Note

We are facing some issues in rendering Latex mathematical equations on this page.Refer opening this blog in Colab (button on the top right) to solve rendering issues.

Introduction

This is the second part of our Probability Series where we will talk about Random Variables.Before we start with random variable lets take a look at some of the concepts we discussed in the previous post:

The world we see around us is full of phenomena we perceive as random or unpredictable. We aim to model this phenomena as outcomes of some experiment. The outcomes are a result of sample space and subsets of sample space are called events. The events will be assigned a probability a number between 0 and 1 that expresses how likely the event is to occur.

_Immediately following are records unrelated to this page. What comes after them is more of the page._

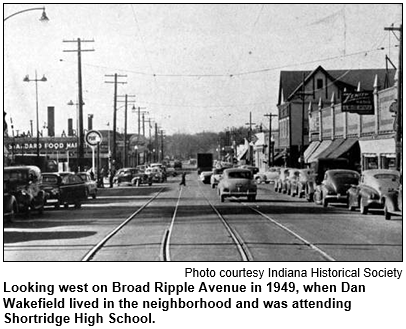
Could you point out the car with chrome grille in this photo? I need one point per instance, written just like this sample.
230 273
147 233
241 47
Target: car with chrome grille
237 182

The sample space associated with an experiment, together with a probability function defined on all its events, is a complete probabilistic description of that experiment. Often we are interested only in certain features of this description. We focus on these features using random variables.

Random Variables can be expressed in two forms:

  1. Discrete Random Variable
  2. Continuos Random Variable

Discrete Random Variable

Suppose we are playing a game where the moves are determined by the maximum of two independent throws with a die. So here our sample space (Ω) is $ [(w_1,w_2) : w_1,w_2 \in {1,2,3..6}]$ = $[(1,1)(1,2)..(1,6),(2,1)...(6,6)]$. So our sample space is of size 36.

The events we are interested in is when we throw dice twice ,we will take the maximum of two independent throws.So for example if in one throw we get 2 and in another 3 , we will consider the outcome of this event as 3.

Let us represent this function as $S$ which describes what an outcome could be for an event using the following:

$S(w_1,w_2) = max(w_1,w_2)$ for $w_1,w_2 \in Ω$

Then the values S can take will be between 1 and 6 i.e $S \in [1,2,3..6]$

The functions S here is an examples of what we call discrete random variables.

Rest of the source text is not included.